First, navigate to your Git repository’s .git/hooks/ directory:

cd path/to/your/repo/.git/hooks/

Next, create a file named pre-commit:

touch pre-commit

and make it executable:

chmod +x pre-commit

Finally, edit the pre-commit file and add the following script:

#!/bin/bash

# Set the size limit in bytes (e.g., 5MB = 5242880 bytes)
MAX_SIZE=5242880

# Detect the operating system to use the correct stat syntax
if [[ "$OSTYPE" == "darwin"* ]]; then
    # macOS
    STAT_CMD="stat -f%z"
else
    # Linux and other Unix-like systems
    STAT_CMD="stat -c%s"
fi

# Find files that exceed the size limit
large_files=$(git diff --cached --name-only --diff-filter=A | while read -r file; do
    if [ -f "$file" ]; then
        file_size=$($STAT_CMD "$file")
        if [ "$file_size" -gt "$MAX_SIZE" ]; then
            echo "$file"
        fi
    fi
done)

if [ -n "$large_files" ]; then
    echo "Error: The following files are larger than the allowed limit of $(($MAX_SIZE / 1024 / 1024))MB:"
    echo "$large_files"
    exit 1
fi

exit 0

And that’s it!
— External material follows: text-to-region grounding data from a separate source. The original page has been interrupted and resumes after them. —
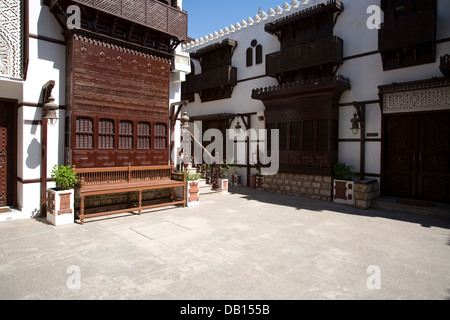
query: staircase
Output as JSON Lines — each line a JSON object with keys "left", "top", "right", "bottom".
{"left": 184, "top": 165, "right": 220, "bottom": 195}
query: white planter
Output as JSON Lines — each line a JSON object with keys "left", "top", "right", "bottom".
{"left": 46, "top": 189, "right": 75, "bottom": 226}
{"left": 187, "top": 180, "right": 200, "bottom": 207}
{"left": 333, "top": 180, "right": 355, "bottom": 205}
{"left": 175, "top": 180, "right": 200, "bottom": 207}
{"left": 219, "top": 179, "right": 228, "bottom": 194}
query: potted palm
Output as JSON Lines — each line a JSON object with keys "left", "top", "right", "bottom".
{"left": 333, "top": 162, "right": 357, "bottom": 205}
{"left": 47, "top": 165, "right": 78, "bottom": 226}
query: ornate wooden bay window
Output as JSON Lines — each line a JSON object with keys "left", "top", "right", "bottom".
{"left": 253, "top": 0, "right": 349, "bottom": 176}
{"left": 253, "top": 76, "right": 350, "bottom": 175}
{"left": 43, "top": 0, "right": 187, "bottom": 168}
{"left": 379, "top": 0, "right": 437, "bottom": 71}
{"left": 182, "top": 38, "right": 238, "bottom": 102}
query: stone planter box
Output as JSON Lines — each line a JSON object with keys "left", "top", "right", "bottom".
{"left": 333, "top": 179, "right": 355, "bottom": 205}
{"left": 46, "top": 189, "right": 75, "bottom": 226}
{"left": 354, "top": 179, "right": 379, "bottom": 209}
{"left": 256, "top": 176, "right": 263, "bottom": 189}
{"left": 230, "top": 174, "right": 242, "bottom": 187}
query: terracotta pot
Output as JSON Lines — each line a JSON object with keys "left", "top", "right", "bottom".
{"left": 249, "top": 174, "right": 256, "bottom": 189}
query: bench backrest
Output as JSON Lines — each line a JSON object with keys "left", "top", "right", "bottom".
{"left": 75, "top": 165, "right": 175, "bottom": 186}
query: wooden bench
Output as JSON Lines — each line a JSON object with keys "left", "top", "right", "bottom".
{"left": 74, "top": 165, "right": 186, "bottom": 224}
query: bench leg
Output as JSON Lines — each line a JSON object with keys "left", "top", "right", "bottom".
{"left": 80, "top": 196, "right": 85, "bottom": 225}
{"left": 171, "top": 187, "right": 175, "bottom": 202}
{"left": 138, "top": 190, "right": 142, "bottom": 215}
{"left": 183, "top": 185, "right": 186, "bottom": 208}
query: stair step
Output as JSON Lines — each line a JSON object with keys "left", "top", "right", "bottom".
{"left": 372, "top": 197, "right": 450, "bottom": 220}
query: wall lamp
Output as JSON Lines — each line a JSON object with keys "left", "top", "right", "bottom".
{"left": 351, "top": 112, "right": 361, "bottom": 135}
{"left": 43, "top": 95, "right": 59, "bottom": 127}
{"left": 350, "top": 103, "right": 365, "bottom": 136}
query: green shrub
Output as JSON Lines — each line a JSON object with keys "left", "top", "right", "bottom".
{"left": 185, "top": 171, "right": 201, "bottom": 181}
{"left": 333, "top": 162, "right": 357, "bottom": 181}
{"left": 51, "top": 165, "right": 78, "bottom": 191}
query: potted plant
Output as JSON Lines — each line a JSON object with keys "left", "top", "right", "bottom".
{"left": 186, "top": 171, "right": 201, "bottom": 207}
{"left": 255, "top": 164, "right": 263, "bottom": 189}
{"left": 218, "top": 160, "right": 230, "bottom": 193}
{"left": 333, "top": 162, "right": 357, "bottom": 205}
{"left": 47, "top": 165, "right": 78, "bottom": 226}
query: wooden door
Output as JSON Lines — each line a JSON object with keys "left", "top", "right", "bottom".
{"left": 384, "top": 112, "right": 450, "bottom": 203}
{"left": 0, "top": 102, "right": 12, "bottom": 207}
{"left": 417, "top": 113, "right": 450, "bottom": 202}
{"left": 383, "top": 115, "right": 418, "bottom": 199}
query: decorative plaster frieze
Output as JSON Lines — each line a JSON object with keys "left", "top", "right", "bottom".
{"left": 0, "top": 0, "right": 22, "bottom": 79}
{"left": 383, "top": 86, "right": 450, "bottom": 114}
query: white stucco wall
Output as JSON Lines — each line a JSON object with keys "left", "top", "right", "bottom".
{"left": 16, "top": 2, "right": 66, "bottom": 216}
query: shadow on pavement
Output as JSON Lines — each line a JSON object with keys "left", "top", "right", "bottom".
{"left": 229, "top": 187, "right": 450, "bottom": 230}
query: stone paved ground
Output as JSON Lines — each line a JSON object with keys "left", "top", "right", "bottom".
{"left": 0, "top": 188, "right": 449, "bottom": 300}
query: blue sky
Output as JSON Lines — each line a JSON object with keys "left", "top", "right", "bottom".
{"left": 183, "top": 0, "right": 293, "bottom": 40}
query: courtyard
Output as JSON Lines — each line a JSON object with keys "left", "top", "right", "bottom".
{"left": 0, "top": 188, "right": 449, "bottom": 300}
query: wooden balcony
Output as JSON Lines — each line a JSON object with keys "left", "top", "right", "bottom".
{"left": 379, "top": 9, "right": 436, "bottom": 53}
{"left": 182, "top": 65, "right": 237, "bottom": 102}
{"left": 48, "top": 0, "right": 188, "bottom": 40}
{"left": 196, "top": 65, "right": 237, "bottom": 91}
{"left": 266, "top": 36, "right": 343, "bottom": 77}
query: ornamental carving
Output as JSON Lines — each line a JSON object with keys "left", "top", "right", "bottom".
{"left": 383, "top": 86, "right": 450, "bottom": 114}
{"left": 0, "top": 0, "right": 22, "bottom": 79}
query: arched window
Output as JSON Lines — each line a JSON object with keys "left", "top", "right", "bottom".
{"left": 75, "top": 117, "right": 94, "bottom": 149}
{"left": 247, "top": 40, "right": 262, "bottom": 67}
{"left": 137, "top": 122, "right": 151, "bottom": 149}
{"left": 99, "top": 119, "right": 115, "bottom": 149}
{"left": 119, "top": 120, "right": 133, "bottom": 149}
{"left": 246, "top": 48, "right": 253, "bottom": 67}
{"left": 154, "top": 123, "right": 168, "bottom": 149}
{"left": 256, "top": 44, "right": 263, "bottom": 65}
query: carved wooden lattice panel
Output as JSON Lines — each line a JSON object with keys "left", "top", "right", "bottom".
{"left": 0, "top": 122, "right": 7, "bottom": 207}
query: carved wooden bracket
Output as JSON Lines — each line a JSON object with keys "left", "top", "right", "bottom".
{"left": 41, "top": 80, "right": 56, "bottom": 106}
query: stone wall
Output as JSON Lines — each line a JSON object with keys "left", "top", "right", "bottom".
{"left": 354, "top": 180, "right": 379, "bottom": 209}
{"left": 262, "top": 173, "right": 332, "bottom": 201}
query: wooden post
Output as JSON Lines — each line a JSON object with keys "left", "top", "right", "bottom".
{"left": 138, "top": 190, "right": 142, "bottom": 215}
{"left": 80, "top": 195, "right": 85, "bottom": 225}
{"left": 355, "top": 103, "right": 366, "bottom": 180}
{"left": 41, "top": 117, "right": 48, "bottom": 218}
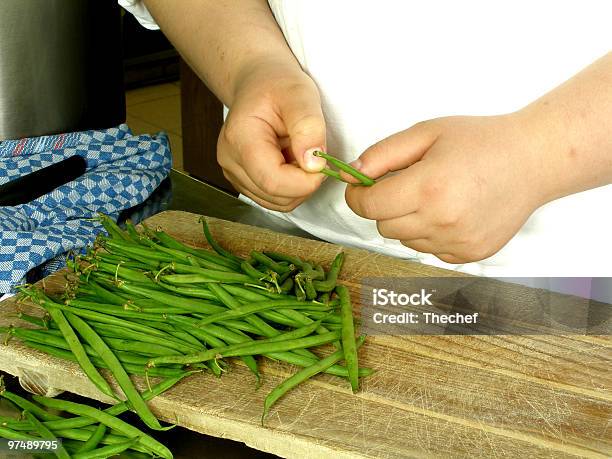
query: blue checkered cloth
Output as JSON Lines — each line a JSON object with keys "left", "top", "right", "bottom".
{"left": 0, "top": 124, "right": 172, "bottom": 293}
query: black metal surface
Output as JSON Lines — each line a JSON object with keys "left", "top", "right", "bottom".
{"left": 165, "top": 169, "right": 315, "bottom": 239}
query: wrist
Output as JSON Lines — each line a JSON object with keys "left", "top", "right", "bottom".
{"left": 230, "top": 56, "right": 308, "bottom": 106}
{"left": 512, "top": 103, "right": 575, "bottom": 206}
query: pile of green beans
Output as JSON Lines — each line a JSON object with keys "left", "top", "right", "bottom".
{"left": 3, "top": 213, "right": 370, "bottom": 445}
{"left": 0, "top": 375, "right": 185, "bottom": 458}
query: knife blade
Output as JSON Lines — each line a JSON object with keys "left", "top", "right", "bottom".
{"left": 0, "top": 155, "right": 87, "bottom": 206}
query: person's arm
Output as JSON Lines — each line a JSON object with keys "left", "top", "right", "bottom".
{"left": 143, "top": 0, "right": 326, "bottom": 210}
{"left": 345, "top": 52, "right": 612, "bottom": 263}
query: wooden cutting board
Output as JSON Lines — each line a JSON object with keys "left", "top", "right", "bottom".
{"left": 0, "top": 210, "right": 609, "bottom": 458}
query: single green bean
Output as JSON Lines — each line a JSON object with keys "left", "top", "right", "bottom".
{"left": 201, "top": 217, "right": 243, "bottom": 265}
{"left": 337, "top": 285, "right": 359, "bottom": 392}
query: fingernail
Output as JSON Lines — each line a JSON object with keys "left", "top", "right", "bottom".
{"left": 349, "top": 159, "right": 363, "bottom": 170}
{"left": 304, "top": 147, "right": 327, "bottom": 171}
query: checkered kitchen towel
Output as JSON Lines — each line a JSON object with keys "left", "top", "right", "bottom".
{"left": 0, "top": 124, "right": 172, "bottom": 293}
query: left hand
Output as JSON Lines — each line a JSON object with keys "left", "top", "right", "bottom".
{"left": 345, "top": 113, "right": 555, "bottom": 263}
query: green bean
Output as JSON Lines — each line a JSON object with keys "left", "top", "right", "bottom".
{"left": 97, "top": 213, "right": 131, "bottom": 241}
{"left": 50, "top": 301, "right": 169, "bottom": 339}
{"left": 65, "top": 300, "right": 167, "bottom": 322}
{"left": 93, "top": 261, "right": 152, "bottom": 284}
{"left": 262, "top": 335, "right": 367, "bottom": 423}
{"left": 86, "top": 322, "right": 199, "bottom": 354}
{"left": 172, "top": 264, "right": 255, "bottom": 284}
{"left": 39, "top": 303, "right": 116, "bottom": 401}
{"left": 92, "top": 250, "right": 160, "bottom": 270}
{"left": 337, "top": 285, "right": 359, "bottom": 392}
{"left": 156, "top": 281, "right": 218, "bottom": 300}
{"left": 167, "top": 316, "right": 260, "bottom": 378}
{"left": 64, "top": 312, "right": 164, "bottom": 431}
{"left": 264, "top": 348, "right": 374, "bottom": 378}
{"left": 0, "top": 384, "right": 63, "bottom": 421}
{"left": 208, "top": 284, "right": 280, "bottom": 338}
{"left": 249, "top": 251, "right": 290, "bottom": 275}
{"left": 76, "top": 423, "right": 107, "bottom": 454}
{"left": 17, "top": 312, "right": 49, "bottom": 328}
{"left": 0, "top": 425, "right": 41, "bottom": 440}
{"left": 305, "top": 310, "right": 343, "bottom": 324}
{"left": 312, "top": 252, "right": 345, "bottom": 292}
{"left": 130, "top": 319, "right": 203, "bottom": 348}
{"left": 240, "top": 259, "right": 267, "bottom": 281}
{"left": 26, "top": 341, "right": 185, "bottom": 377}
{"left": 72, "top": 437, "right": 139, "bottom": 459}
{"left": 99, "top": 238, "right": 175, "bottom": 263}
{"left": 201, "top": 217, "right": 243, "bottom": 265}
{"left": 313, "top": 151, "right": 375, "bottom": 186}
{"left": 320, "top": 167, "right": 343, "bottom": 182}
{"left": 116, "top": 283, "right": 225, "bottom": 315}
{"left": 53, "top": 430, "right": 149, "bottom": 454}
{"left": 86, "top": 279, "right": 127, "bottom": 306}
{"left": 264, "top": 252, "right": 306, "bottom": 269}
{"left": 23, "top": 411, "right": 71, "bottom": 459}
{"left": 159, "top": 274, "right": 218, "bottom": 284}
{"left": 279, "top": 277, "right": 294, "bottom": 293}
{"left": 32, "top": 397, "right": 172, "bottom": 459}
{"left": 152, "top": 229, "right": 239, "bottom": 270}
{"left": 26, "top": 375, "right": 191, "bottom": 433}
{"left": 304, "top": 275, "right": 317, "bottom": 300}
{"left": 19, "top": 328, "right": 180, "bottom": 357}
{"left": 196, "top": 300, "right": 330, "bottom": 327}
{"left": 149, "top": 330, "right": 341, "bottom": 367}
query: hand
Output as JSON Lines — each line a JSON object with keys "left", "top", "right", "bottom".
{"left": 218, "top": 60, "right": 327, "bottom": 211}
{"left": 345, "top": 113, "right": 556, "bottom": 263}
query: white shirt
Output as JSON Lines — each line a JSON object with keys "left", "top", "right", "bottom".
{"left": 121, "top": 0, "right": 612, "bottom": 277}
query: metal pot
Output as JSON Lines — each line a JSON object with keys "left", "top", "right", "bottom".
{"left": 0, "top": 0, "right": 125, "bottom": 141}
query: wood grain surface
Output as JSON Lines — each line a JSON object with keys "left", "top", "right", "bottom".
{"left": 0, "top": 210, "right": 609, "bottom": 458}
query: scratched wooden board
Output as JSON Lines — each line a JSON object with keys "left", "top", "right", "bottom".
{"left": 0, "top": 210, "right": 609, "bottom": 458}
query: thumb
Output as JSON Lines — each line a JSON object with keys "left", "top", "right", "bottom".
{"left": 280, "top": 87, "right": 327, "bottom": 172}
{"left": 355, "top": 120, "right": 440, "bottom": 179}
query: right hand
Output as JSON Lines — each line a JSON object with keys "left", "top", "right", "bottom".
{"left": 218, "top": 60, "right": 328, "bottom": 211}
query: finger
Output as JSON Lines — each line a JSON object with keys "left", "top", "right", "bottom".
{"left": 345, "top": 160, "right": 429, "bottom": 220}
{"left": 354, "top": 120, "right": 440, "bottom": 179}
{"left": 231, "top": 178, "right": 305, "bottom": 213}
{"left": 376, "top": 213, "right": 429, "bottom": 240}
{"left": 400, "top": 238, "right": 436, "bottom": 254}
{"left": 278, "top": 85, "right": 327, "bottom": 172}
{"left": 433, "top": 253, "right": 464, "bottom": 264}
{"left": 236, "top": 117, "right": 326, "bottom": 198}
{"left": 224, "top": 168, "right": 297, "bottom": 207}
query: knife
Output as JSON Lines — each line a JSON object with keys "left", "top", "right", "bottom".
{"left": 0, "top": 155, "right": 87, "bottom": 206}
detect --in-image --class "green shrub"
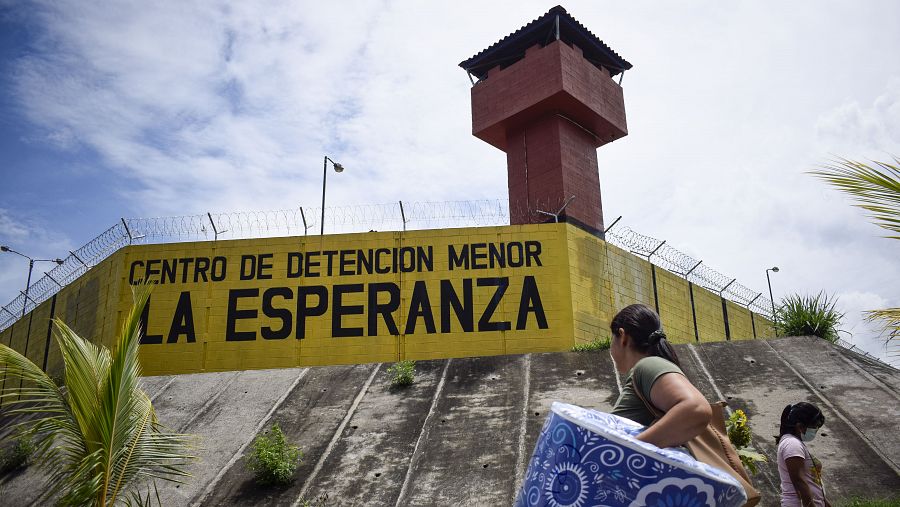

You should now be protected from committing very large files to your Git repository. To test if it works, generate a large file:

echo "This is a large file." > large_file.blob
# Simulate a large file by adding 10MB of random data
head -c 10M /dev/urandom > large_file.blob

and attempt to git add and git commit it:

git add large_file.blob
git commit -m "Test commit with a large file"

You should see a message like:

Error: The following files are larger than the allowed limit of 5MB:
large_file.blob

Don’t forget to commit the pre-commit file itself to the repository once you’ve verified that it works!